What licences are assigned, and to whom, also tells you something. An E3 or E5 licence means SharePoint, Teams, Exchange, Defender, and a set of security features you may or may not be using. A mixture of licence types suggests procurement happened in waves, which is normal for an organisation that has been around long enough to have had several IT handovers.

Admin roles

Check Entra ID under Roles and administrators, then Global administrator. How many global admins are there? Anything above three or four without a clear justification is too many. If you find eight, someone was being cautious. If you find fourteen, write it down carefully because you will be telling this story later. Are any of them personal accounts rather than dedicated admin accounts? Global admins should use dedicated cloud-only accounts with no mailbox, no licence, and hardware MFA.

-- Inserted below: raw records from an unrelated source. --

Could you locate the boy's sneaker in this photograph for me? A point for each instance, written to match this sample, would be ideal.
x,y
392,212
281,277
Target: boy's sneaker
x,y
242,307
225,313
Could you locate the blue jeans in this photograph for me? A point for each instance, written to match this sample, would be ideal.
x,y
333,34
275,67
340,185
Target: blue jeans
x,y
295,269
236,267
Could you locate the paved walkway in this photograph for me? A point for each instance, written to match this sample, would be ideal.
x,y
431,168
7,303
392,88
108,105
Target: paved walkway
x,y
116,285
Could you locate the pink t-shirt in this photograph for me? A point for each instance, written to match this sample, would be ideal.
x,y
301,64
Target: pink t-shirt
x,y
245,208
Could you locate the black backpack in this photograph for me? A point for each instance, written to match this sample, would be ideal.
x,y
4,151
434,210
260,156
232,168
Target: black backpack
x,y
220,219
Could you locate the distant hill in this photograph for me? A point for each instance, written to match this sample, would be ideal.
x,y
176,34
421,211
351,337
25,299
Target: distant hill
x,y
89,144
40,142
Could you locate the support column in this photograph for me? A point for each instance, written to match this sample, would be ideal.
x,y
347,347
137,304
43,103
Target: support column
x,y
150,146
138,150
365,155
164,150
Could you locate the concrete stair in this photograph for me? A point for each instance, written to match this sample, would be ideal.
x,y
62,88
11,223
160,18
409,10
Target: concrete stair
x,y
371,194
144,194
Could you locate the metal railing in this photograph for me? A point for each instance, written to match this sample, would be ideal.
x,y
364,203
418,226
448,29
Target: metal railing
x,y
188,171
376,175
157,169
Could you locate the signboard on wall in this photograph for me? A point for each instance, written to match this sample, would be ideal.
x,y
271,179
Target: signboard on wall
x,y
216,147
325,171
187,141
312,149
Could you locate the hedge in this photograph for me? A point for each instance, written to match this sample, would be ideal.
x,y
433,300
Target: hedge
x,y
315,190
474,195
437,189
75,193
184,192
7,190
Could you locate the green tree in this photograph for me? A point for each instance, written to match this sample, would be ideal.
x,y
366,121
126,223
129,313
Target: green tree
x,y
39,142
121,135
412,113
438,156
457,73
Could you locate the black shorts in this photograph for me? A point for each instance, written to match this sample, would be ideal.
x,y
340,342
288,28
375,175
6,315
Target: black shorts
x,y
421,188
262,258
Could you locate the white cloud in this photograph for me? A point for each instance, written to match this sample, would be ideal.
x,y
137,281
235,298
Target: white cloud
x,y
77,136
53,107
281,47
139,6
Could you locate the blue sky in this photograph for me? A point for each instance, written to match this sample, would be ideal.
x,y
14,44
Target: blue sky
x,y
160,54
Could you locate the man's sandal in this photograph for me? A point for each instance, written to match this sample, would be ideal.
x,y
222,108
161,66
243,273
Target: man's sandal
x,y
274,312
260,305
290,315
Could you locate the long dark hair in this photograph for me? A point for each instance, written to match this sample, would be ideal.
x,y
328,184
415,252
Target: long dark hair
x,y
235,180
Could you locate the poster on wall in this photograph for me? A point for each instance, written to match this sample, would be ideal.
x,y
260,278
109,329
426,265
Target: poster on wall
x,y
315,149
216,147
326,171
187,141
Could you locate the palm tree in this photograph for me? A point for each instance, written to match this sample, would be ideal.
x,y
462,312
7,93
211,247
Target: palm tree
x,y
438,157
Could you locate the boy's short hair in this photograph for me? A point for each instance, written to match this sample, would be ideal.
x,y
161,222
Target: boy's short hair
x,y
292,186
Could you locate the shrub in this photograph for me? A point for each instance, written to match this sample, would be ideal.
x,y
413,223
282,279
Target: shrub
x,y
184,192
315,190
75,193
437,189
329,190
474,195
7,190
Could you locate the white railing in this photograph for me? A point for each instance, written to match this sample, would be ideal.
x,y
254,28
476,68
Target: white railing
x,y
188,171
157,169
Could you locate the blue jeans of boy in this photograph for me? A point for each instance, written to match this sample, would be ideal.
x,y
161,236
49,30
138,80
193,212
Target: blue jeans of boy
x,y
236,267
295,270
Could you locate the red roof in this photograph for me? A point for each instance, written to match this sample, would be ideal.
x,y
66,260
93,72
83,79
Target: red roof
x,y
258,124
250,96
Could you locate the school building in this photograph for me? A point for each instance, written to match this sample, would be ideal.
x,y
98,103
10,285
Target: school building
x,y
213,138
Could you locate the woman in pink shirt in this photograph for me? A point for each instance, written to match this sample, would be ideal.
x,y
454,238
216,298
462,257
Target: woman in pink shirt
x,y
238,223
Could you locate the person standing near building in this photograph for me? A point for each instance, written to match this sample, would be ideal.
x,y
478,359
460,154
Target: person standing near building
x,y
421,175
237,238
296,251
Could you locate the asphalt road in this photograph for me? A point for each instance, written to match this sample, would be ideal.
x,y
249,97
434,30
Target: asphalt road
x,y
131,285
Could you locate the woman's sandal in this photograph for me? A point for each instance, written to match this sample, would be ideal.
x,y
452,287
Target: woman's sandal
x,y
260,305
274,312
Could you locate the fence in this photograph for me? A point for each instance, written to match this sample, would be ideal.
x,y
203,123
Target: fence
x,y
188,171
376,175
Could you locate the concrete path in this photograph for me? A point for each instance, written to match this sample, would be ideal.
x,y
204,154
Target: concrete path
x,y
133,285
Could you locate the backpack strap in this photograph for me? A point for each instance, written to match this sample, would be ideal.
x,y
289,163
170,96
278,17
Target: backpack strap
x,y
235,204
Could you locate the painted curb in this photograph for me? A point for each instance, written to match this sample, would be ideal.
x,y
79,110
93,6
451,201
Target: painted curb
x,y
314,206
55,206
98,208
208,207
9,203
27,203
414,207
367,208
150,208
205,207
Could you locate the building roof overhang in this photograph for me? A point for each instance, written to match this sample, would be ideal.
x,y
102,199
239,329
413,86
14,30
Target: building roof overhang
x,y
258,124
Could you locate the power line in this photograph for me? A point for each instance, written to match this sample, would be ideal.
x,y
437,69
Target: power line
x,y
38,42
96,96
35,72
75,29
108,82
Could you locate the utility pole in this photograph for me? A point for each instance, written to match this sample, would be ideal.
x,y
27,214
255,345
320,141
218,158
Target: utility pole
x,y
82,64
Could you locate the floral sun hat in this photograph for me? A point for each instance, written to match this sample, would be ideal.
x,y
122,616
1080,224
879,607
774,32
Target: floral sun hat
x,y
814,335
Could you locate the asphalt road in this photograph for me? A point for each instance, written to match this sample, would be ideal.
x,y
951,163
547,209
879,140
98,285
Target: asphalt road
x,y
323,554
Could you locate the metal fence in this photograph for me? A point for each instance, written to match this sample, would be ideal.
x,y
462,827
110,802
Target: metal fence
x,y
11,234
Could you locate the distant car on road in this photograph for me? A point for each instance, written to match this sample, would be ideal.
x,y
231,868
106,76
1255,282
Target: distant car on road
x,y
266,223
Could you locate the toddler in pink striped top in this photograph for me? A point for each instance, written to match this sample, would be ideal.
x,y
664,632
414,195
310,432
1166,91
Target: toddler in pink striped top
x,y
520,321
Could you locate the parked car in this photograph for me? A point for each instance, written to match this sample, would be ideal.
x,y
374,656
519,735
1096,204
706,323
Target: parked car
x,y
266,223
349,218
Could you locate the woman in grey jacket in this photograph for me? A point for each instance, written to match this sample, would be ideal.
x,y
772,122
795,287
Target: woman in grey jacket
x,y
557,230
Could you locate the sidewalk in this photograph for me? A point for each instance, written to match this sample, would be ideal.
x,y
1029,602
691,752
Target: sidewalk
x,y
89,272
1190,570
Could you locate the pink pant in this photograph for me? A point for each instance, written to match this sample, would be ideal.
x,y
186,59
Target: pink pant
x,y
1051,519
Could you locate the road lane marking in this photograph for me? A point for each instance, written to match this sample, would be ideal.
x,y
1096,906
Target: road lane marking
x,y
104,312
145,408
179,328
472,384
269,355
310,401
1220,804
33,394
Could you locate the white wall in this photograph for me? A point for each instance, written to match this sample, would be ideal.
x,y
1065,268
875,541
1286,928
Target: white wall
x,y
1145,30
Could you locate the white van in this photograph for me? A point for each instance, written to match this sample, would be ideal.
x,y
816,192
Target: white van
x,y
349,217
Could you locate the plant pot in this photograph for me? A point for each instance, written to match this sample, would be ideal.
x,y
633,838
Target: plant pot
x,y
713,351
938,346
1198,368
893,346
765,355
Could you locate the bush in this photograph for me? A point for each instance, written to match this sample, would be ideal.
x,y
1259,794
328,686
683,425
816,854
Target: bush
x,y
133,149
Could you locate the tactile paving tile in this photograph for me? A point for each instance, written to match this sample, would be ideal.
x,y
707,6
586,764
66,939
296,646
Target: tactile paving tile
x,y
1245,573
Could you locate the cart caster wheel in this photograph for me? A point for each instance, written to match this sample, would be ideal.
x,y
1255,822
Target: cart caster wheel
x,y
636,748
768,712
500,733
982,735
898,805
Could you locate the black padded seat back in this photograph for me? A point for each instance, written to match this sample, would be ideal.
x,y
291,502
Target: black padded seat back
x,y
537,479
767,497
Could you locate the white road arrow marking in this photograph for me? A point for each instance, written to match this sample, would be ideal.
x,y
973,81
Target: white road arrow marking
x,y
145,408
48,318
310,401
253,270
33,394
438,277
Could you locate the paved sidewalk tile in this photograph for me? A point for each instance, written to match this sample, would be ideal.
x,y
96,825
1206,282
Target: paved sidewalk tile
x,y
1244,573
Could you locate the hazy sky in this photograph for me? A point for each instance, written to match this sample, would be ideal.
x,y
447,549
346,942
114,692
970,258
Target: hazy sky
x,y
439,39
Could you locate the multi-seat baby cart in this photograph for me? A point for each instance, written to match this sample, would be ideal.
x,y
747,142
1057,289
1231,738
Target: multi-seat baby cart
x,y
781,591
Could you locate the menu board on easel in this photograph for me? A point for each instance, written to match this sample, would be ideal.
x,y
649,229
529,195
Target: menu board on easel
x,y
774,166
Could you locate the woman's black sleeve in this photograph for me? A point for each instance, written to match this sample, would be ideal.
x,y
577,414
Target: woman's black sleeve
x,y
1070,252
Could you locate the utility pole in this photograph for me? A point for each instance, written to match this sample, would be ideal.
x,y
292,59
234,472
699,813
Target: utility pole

Then check beyond Global Administrator: SharePoint admin, Exchange admin, Teams admin, Dynamics admin, Power Platform admin. Role creep is common in under-staffed IT teams. Someone who needed temporary elevated access three years ago may still have it.

The data residency question

Non-profits in M365 are almost certainly storing data in Microsoft datacentres. The EU Data Boundary rollout means your data may be processed in EU datacentres, but the default depends on your tenant region and the specific workload.

You can check your tenant’s data location in the Microsoft 365 Admin Centre under Settings, then Org settings, then Organisation profile, then Data location.

For an organisation holding member and donor data, the data residency question has GDPR implications. Microsoft processes data under a Data Processing Agreement, but knowing where your data lives, and being able to answer the question when asked, is part of being a responsible data steward. Worth a conversation with your data protection officer before it becomes a question from a journalist or a member of the board.

Documenting what you find

The audit output is not just for you. It is the baseline for everything that follows: access reviews, offboarding processes, Conditional Access policies, future audits. Document it in a format that your successor, or your future self after six months of stakeholder meetings, can actually use.

A spreadsheet per category (accounts, roles, licences, guest access) with a reviewed date and an action required column is more useful than a polished report that nobody updates.